The alignment of the three most massive otoliths focused on the post-peak ¹⁴C decline but because of their proximity to peak ¹⁴C levels during this period, the measurements could have formed further back in time and still agree with the tropical ¹⁴C chronology. By comparing otolith mass to age there is support for greater ages to EE007 and EE009 because mass becomes a better proxy for age (Figure 4). Hence, the most massive otolith may be associated with the late rise of bomb ¹⁴C, prior to reaching peak levels, by assuming only the first 2–3 years of growth were sampled. Alignment to the bomb-produced ¹⁴C rise increases the age of EE009A to 46 years with a hatch year of 1968, which consequently places the elevated second core in 1970 and near peak levels, possibly representing uptake of ¹⁴C from a combination of the tropical seas and mixed North Sea waters while in transit to the northeast (Figure 3). Consideration of historic ¹⁴C measurements made in DIC from the Sargasso Sea during the peak period (Nydal et al. Reference Nydal, Gulliksen, Löveseth and Skogseth1984) might explain some of the slightly elevated ¹⁴C level of the second measurement, relative to the more averaged chronology that is derived from coral and otolith samples, but it seems more likely that the elevated levels reflect a mix of the ¹⁴C chronologies to the northeast and its arrival in the freshwaters of Norway (Figure 3). It is important to note that DIC measurements are typically much more variable than coral and otolith samples (months or even a year of accretionary growth) because each DIC measurement is instantaneous. For EE007, the hatch year alignment is not as well defined because the measured ¹⁴C value from the core is similar to peak bomb ¹⁴C levels, but an estimated hatch year of 1971 was applied in this case (toward the top of the rise period, although it could be a few years younger) for an age of 42 years (Figure 3). These alignments are an increase of 15 and 32 years to the original age estimates (Table 1).

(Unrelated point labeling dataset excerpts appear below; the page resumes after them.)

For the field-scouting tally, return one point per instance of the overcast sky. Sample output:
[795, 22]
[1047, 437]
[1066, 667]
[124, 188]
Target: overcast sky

The successive ¹⁴C measurements made for the most massive otolith (EE009 at 10.47 mg) exemplify the successful process used to extract core material from European eel otoliths. The first extraction (Core 1) targeted the first two years of growth and the second (Core 2) targeted a few more years beyond the core (Figure 5A). Based on the original counting to 14 years (marked), Core 1 extracted the first year of growth and Core 2 covered most of years 2–3 based on an overlay of the cutting paths (Figure 5B). However, because the first two growth zones are tightly coupled and not originally counted separately, it is possible that Core 1 sampled years 1–2 and Core 2 sampled years 3–4. Alignments were similar for the other single-extraction otolith cores by being within what is interpreted here as the first 2 years of growth.

Figure 5.

Sagittal otolith sections from the European eel (EE009) with the most massive otolith (10.47 mg) showing (A) the core extractions and (B) the growth zone counting marked to attain the original age estimate of 14 years. The otolith core was extracted twice (A) with core 1 centered on the first 2 years of growth and core 2 as a concentric extraction to remove years 3 and 4. The overlay (B) shows how this specimen and the other otoliths were verified by tracing a microscopic view of the extraction area on the aged otoliths. An older age reading scenario that may account for the much greater age of 46 years is indicated with the white arrow extending from the nucleus to the edge, along which there are numerous finer increments that are currently considered subannual.